Technology should enhance teaching

The University Record, April 8, 1997

Technology should enhance teaching

By Jared Blank

“Computers are not a replacement for lectures, they supplement them,” said biology Prof. Lewis J. Kleinsmith at the “Forum on the Virtual University” held last Wednesday at the Institute for Social Research. Kleinsmith’s assertion that computer technology will not replace, only enhance classroom teaching mirrored that of panelists Douglas E. Van Houweling, dean for academic outreach and vice provost for information and technology, and J. David Velleman, professor of philosophy.

Kleinsmith discussed a problem that he encountered when he was teaching introductory biology classes in the 1970s: how to meet the disparate needs of introductory biology students who enter the University with varied skill levels. When inexpensive microcomputers became available in the early 1980s, Kleinsmith had the beginnings of a solution. He helped design interactive software that students could use at their own pace and that would tell them why an incorrect answer was incorrect.

In fact, he said, the feedback for incorrect answers became one of the most popular features of the software. The software also had a positive effect on what often matters most to students: grades. “Exam performance improved considerably,” Kleinsmith said. “`At-risk’ students virtually closed the gap with the other students.”

Kleinsmith noted that the student-perceived strengths of the software—constant feedback, learning from mistakes, anonymity, and student control over time and place of use—eliminate some of the negatives of a large, somewhat impersonal lecture, where the professor cannot address many individual questions.

Velleman also addressed ways that technology can complement classroom teaching. He said that the type of distance learning that interests him is “the distance between Angell Hall and Bursley Hall.” He added that software does not and should not eliminate face-to-face interaction; rather, it should create new and different interactions. Innovations that he would like to see include software that would allow on-line voice annotation of students’ papers and class lists that include photos of students.

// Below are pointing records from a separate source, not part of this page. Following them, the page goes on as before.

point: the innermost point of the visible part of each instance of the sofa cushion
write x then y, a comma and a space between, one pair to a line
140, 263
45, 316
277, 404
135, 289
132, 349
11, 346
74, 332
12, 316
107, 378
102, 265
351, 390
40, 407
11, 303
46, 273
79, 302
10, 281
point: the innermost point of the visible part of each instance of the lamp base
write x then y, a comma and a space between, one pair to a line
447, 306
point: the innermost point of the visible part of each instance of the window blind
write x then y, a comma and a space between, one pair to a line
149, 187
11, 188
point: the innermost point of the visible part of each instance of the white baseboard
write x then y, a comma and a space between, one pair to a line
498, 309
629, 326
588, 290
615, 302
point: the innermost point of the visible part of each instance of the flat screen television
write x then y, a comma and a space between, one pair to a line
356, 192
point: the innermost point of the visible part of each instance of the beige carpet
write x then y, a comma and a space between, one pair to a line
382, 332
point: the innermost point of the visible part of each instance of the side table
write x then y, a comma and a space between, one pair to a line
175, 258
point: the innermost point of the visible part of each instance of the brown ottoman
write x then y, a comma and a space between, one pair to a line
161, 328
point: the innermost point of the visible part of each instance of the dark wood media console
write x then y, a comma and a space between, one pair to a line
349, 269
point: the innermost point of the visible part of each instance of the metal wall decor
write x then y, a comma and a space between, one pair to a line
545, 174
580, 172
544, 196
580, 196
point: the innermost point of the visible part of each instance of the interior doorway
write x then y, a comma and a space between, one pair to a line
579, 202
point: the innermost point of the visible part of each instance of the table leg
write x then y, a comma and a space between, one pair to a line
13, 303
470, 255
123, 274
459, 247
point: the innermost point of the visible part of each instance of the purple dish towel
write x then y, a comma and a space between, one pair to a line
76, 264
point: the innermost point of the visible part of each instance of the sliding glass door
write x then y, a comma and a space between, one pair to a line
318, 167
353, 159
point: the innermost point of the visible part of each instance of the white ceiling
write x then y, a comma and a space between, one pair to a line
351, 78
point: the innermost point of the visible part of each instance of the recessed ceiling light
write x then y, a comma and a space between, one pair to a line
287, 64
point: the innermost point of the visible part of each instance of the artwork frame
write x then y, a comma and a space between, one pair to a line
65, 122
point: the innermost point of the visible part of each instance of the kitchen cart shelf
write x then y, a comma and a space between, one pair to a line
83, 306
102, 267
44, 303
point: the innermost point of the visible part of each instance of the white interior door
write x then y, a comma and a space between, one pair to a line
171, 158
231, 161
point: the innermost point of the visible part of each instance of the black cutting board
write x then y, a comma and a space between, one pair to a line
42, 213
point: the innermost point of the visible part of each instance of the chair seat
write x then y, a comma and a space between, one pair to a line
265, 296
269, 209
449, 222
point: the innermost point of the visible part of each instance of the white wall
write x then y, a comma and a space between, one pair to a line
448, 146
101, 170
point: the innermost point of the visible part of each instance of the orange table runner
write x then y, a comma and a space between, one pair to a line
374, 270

Velleman added, though, that he envisions pitfalls with the constant influx of new technologies. “That one has to be an instructional designer to buy into the `virtual university’ bothers me,” he said. Velleman also is concerned that faculty will not have the time and money required to develop good interactive software.

The ways computers are used can definitely enhance rather than dissipate a feeling of community, according to Van Houweling. “A computer can now be an intermediary in nearly all ways that we communicate knowledge,” he said. “One of the extraordinary changes in the way we find ourselves living today is that computer technology is allowing large groups to deal with us as individuals.”

He added that because a community of scholars may not necessarily be defined in geographic terms—that a researcher’s colleagues may be located throughout the world—computers may enhance the feeling of collegiality by allowing for easy communication within groups. “Scientists join lots of virtual teams to collaborate on research problems. They have long-term spatially distributed communities” that are facilitated through computer-based communications.

The forum was sponsored by the U-M chapter of the American Association of University Professors, the Academic Women’s Caucus and the Senate Advisory Committee on University Affairs.